O que é que tudo isso prova?
Prova que é fácil ser santo, quando não se quer ser
humano.
Assim, entender-se-á a seguinte passagem:
« Um membro da Assembléia Estadual achou ser desumana
a disposição contida no § 23.
Apesar disso, ela foi acolhida. »
Além da desumanidade, nada se relata acerca
desse parágrafo.
Toda nossa exposição demonstrou como a Assembléia
Estadual rebaixa o Poder Executivo, as autoridades administrativas, a
existência do acusado, a idéia de Estado, o próprio crime e a pena, à condição
de meios materiais do interesse privado.
Conseqüentemente, opinar-se-á que também a sentença
judicial é tratada como mero instrumento, do mesmo modo que a eficácia
jurídica da sentença o é como supérflua prolixidade.
«No § 6, a Comissão Legislativa da Assembléia deseja
eliminar a palavra “juridicamente eficaz”, porque, com o acolhimento da mesma,
entrega-se às mãos dos ladrões de madeira, em casos de inquérito por
contumácia, um meio de subtrairem-se à punição agravada, a ser aplicada em
casos de reincidência.
Contrariamente, muitos deputados protestam e observam que
é necessário opor resistência à eliminação da expressão “sentença juridicamente
eficaz”, contida no § 6 do Projeto de Lei, tal qual proposta pela Comissão.
Essa caracterização das sentenças situada aí nesse sítio,
tal qual acolhida nesse parágrafo, foi realizada, certamente, não sem
ponderações jurídicas.
Naturalmente, o intuito de punir rigorosamente a
reincidência será, então, mais fácil e freqüente, se todas as primeiras
sentenças judiciais bastarem para fundamentar a aplicação da pena mais grave.
Porém, há de se refletir se aquilo que se pretende é
sacrificar, assim, um princípio de Direito essencial em benefício de um
interesse de proteção florestal, tal como destacado pelo Relator.
Não nos podemos declarar de acordo com o fato de que, com
a lesão a um princípio indiscutível do
processo jurídico, seja atribuída um tal efeito a uma sentença, que ainda
não possui nenhuma existência legal.
Um outro deputado com mandato de municípios pleiteou a
rejeição da emenda da Comissão, assinalando que a mesma se choca contra as
disposições do Direito Penal, segundo o qual jamais um agravamento da pena pode
intervir, até que a primeira punição seja estabelecida mediante sentença
passada em julgado.
O Relator redarguiu : “O todo aqui existente constitui
uma lei excepcional e, portanto, também uma disposição excepcional como
a aqui proposta é, assim, admissível.
A proposta da Comissão Legislativa da Assembléia relativa
à eliminação da expressão “juridicamente eficaz” foi aprovada. »
A sentença é existente apenas para constatar a
reincidência.
As formas judiciais surgem perante a turbulência
avarenta do interesse privado como obstáculos pertubadores e supérfluos
de uma etiqueta pedante de Direito.
O processo é apenas uma escolta segura
que se concede ao adversário, em seu caminho rumo à prisão, uma mera preparação
à execução.
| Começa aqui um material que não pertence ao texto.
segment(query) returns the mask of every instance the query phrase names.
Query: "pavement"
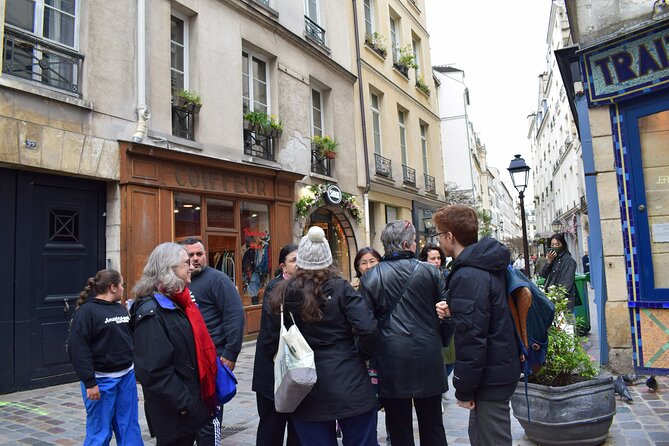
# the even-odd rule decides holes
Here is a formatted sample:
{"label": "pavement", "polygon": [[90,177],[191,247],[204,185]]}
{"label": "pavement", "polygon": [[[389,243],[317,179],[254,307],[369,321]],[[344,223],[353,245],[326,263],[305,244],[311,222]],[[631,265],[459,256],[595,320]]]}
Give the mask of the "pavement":
{"label": "pavement", "polygon": [[[592,293],[591,299],[592,299]],[[591,300],[592,302],[592,300]],[[594,305],[590,306],[592,329],[587,348],[593,358],[598,358],[597,327]],[[258,424],[255,393],[251,391],[255,342],[244,344],[239,355],[235,374],[239,380],[235,398],[225,405],[223,415],[222,445],[253,446]],[[603,371],[606,374],[606,370]],[[617,414],[605,445],[660,445],[669,446],[669,378],[657,378],[660,387],[655,393],[648,391],[641,380],[629,388],[634,399],[626,403],[617,399]],[[141,386],[140,426],[145,444],[155,445],[149,438],[144,417]],[[469,444],[467,420],[469,412],[456,406],[453,390],[444,400],[444,426],[450,444]],[[0,395],[0,445],[81,445],[85,437],[86,414],[81,400],[79,383],[63,384],[42,389]],[[511,417],[514,446],[534,443],[525,438],[524,431]],[[379,414],[379,444],[386,445],[385,420]],[[418,444],[418,425],[414,419],[414,432]],[[112,440],[112,444],[116,444]],[[396,445],[401,446],[401,445]]]}

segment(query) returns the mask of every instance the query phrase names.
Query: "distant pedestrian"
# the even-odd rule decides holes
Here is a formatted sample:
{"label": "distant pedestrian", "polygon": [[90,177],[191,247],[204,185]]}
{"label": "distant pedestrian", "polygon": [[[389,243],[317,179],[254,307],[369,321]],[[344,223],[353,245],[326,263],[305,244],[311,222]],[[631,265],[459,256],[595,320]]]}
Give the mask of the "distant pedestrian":
{"label": "distant pedestrian", "polygon": [[[493,238],[477,241],[476,211],[468,206],[443,207],[434,221],[440,246],[455,259],[447,280],[455,324],[453,386],[458,406],[470,410],[469,441],[474,446],[510,446],[509,400],[520,376],[507,303],[511,255]],[[446,304],[437,308],[440,316],[448,316]]]}
{"label": "distant pedestrian", "polygon": [[162,243],[133,288],[135,371],[157,446],[192,446],[216,408],[218,357],[188,290],[192,271],[183,246]]}
{"label": "distant pedestrian", "polygon": [[[91,298],[91,294],[93,297]],[[119,446],[144,444],[138,422],[130,316],[120,304],[123,277],[98,271],[79,294],[68,352],[86,406],[85,446],[108,445],[112,431]]]}
{"label": "distant pedestrian", "polygon": [[[295,426],[290,414],[278,413],[274,408],[274,354],[277,351],[277,338],[272,335],[279,327],[272,327],[269,308],[274,288],[284,280],[289,280],[297,270],[297,245],[290,244],[279,251],[279,270],[276,277],[265,287],[260,314],[260,332],[256,341],[256,354],[253,361],[253,381],[251,390],[256,393],[258,407],[258,430],[256,432],[256,446],[299,446]],[[286,430],[287,435],[286,435]]]}
{"label": "distant pedestrian", "polygon": [[416,259],[416,229],[411,222],[391,221],[381,241],[383,261],[362,276],[360,291],[374,303],[379,320],[381,345],[374,362],[386,426],[394,445],[413,445],[415,408],[420,443],[446,445],[442,348],[452,329],[434,313],[435,304],[446,299],[444,277],[433,265]]}
{"label": "distant pedestrian", "polygon": [[376,350],[378,329],[368,302],[331,268],[325,233],[312,226],[297,250],[295,275],[271,297],[278,344],[279,309],[314,351],[318,380],[291,414],[303,445],[336,446],[335,422],[343,444],[377,446],[376,396],[365,359]]}

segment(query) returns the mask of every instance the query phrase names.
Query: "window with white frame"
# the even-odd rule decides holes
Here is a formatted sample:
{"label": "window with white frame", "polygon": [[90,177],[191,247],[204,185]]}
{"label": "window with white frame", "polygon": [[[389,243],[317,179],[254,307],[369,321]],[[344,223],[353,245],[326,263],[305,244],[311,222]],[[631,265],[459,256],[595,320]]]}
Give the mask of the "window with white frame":
{"label": "window with white frame", "polygon": [[188,89],[188,19],[173,13],[170,22],[170,81],[175,95]]}
{"label": "window with white frame", "polygon": [[242,51],[242,109],[269,113],[269,72],[267,59]]}
{"label": "window with white frame", "polygon": [[390,46],[393,51],[393,62],[397,62],[399,59],[400,51],[400,38],[397,34],[397,19],[395,17],[390,18]]}
{"label": "window with white frame", "polygon": [[6,0],[4,73],[79,93],[77,0]]}
{"label": "window with white frame", "polygon": [[311,136],[323,136],[323,95],[311,89]]}
{"label": "window with white frame", "polygon": [[364,0],[365,10],[365,33],[368,36],[374,34],[374,0]]}
{"label": "window with white frame", "polygon": [[397,110],[397,124],[400,129],[400,151],[402,153],[402,164],[407,166],[408,157],[407,157],[407,127],[404,120],[404,112],[402,110]]}
{"label": "window with white frame", "polygon": [[420,152],[423,157],[423,173],[429,174],[430,171],[427,168],[427,126],[423,123],[420,124]]}
{"label": "window with white frame", "polygon": [[374,153],[381,154],[381,110],[379,95],[370,94],[372,110],[372,132],[374,133]]}

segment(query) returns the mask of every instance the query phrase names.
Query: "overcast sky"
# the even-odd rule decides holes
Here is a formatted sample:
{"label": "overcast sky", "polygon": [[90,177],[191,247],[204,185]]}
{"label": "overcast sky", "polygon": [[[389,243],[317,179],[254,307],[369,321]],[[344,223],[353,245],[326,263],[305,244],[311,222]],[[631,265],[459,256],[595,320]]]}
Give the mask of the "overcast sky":
{"label": "overcast sky", "polygon": [[[546,70],[550,0],[425,0],[432,65],[465,72],[469,119],[497,167],[520,153],[531,166],[527,115],[537,108],[538,76]],[[531,183],[530,179],[530,183]]]}

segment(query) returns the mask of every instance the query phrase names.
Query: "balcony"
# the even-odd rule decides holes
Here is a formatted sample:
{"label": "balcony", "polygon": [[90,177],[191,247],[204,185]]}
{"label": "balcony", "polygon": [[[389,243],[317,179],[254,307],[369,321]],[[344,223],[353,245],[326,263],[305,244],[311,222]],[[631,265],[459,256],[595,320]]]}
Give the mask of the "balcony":
{"label": "balcony", "polygon": [[279,132],[263,132],[260,127],[244,122],[244,154],[275,161],[279,137]]}
{"label": "balcony", "polygon": [[313,39],[319,45],[325,46],[325,30],[307,16],[304,16],[304,32],[307,37]]}
{"label": "balcony", "polygon": [[331,177],[332,160],[321,155],[320,151],[311,144],[311,171],[319,175]]}
{"label": "balcony", "polygon": [[416,187],[416,169],[402,164],[402,182],[409,186]]}
{"label": "balcony", "polygon": [[435,195],[437,193],[437,188],[434,185],[434,177],[432,175],[425,174],[425,192]]}
{"label": "balcony", "polygon": [[384,158],[378,153],[374,154],[374,167],[376,174],[386,178],[393,177],[392,163],[388,158]]}
{"label": "balcony", "polygon": [[81,96],[84,56],[5,24],[2,72]]}

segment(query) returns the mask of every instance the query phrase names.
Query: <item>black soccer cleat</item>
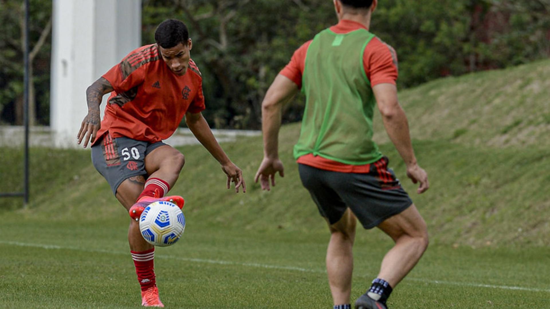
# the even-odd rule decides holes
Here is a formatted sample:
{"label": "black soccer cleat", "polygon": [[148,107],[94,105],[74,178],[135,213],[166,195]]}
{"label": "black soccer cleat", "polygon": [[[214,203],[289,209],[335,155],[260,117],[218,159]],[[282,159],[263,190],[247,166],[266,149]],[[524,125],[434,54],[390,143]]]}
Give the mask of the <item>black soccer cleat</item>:
{"label": "black soccer cleat", "polygon": [[388,309],[385,304],[369,297],[366,293],[355,301],[355,309]]}

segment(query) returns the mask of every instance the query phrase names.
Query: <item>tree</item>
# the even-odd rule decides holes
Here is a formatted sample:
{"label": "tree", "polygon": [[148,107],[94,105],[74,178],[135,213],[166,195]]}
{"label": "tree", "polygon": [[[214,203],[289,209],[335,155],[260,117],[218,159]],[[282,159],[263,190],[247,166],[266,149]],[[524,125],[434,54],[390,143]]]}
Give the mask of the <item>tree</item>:
{"label": "tree", "polygon": [[[51,2],[30,1],[29,11],[29,120],[32,125],[37,122],[36,80],[40,82],[37,88],[41,95],[49,97],[51,43],[48,39],[52,29]],[[0,65],[3,67],[0,69],[0,115],[6,106],[12,104],[16,124],[21,124],[23,118],[24,14],[24,2],[0,1],[0,18],[3,25],[3,31],[0,32]],[[35,68],[37,62],[38,67]]]}

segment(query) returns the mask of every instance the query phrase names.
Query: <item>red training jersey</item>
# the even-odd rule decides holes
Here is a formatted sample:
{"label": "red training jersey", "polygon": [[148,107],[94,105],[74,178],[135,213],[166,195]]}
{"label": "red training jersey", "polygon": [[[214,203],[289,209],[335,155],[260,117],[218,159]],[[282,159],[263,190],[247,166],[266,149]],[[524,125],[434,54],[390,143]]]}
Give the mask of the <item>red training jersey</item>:
{"label": "red training jersey", "polygon": [[202,78],[195,62],[190,59],[187,71],[178,76],[156,44],[134,50],[102,77],[114,91],[94,143],[107,132],[113,137],[161,141],[172,135],[185,113],[205,108]]}
{"label": "red training jersey", "polygon": [[[366,29],[361,24],[343,19],[338,24],[331,27],[330,29],[334,33],[341,34],[361,28]],[[299,88],[302,86],[302,75],[305,67],[306,56],[311,41],[308,41],[296,49],[290,62],[279,73],[290,79]],[[371,82],[371,87],[383,83],[395,85],[398,65],[395,50],[375,36],[365,48],[363,68]],[[370,164],[346,164],[320,156],[314,156],[312,153],[302,156],[298,158],[296,162],[321,169],[342,173],[369,173],[370,169]]]}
Onde pretende ser mais do que isso, é levado a calar-se.
O medo do proveito próprio, do egoísmo,
espreita, calcula, combina, da maneira mais acurada, o modo segundo o qual o
adversário pode explorar, em seu próprio benefício, o terreno do Direito no
qual, tal qual um mau necessário, haverá de ser combatido, sendo sabido que é
possível adiantar-se em face desse adversário, adotando-se previamente as
contramanobras mais cautelosas.
Na indômita validação de seu interesse privado, choca-se,
assim, contra o próprio Direito, considerado como obstáculo, tratando-se
o próprio Direito como um obstáculo.
Desse modo, comercializa-se, regateia-se com o Direito.
Dele, substrai-se, aqui e ali, um fundamento.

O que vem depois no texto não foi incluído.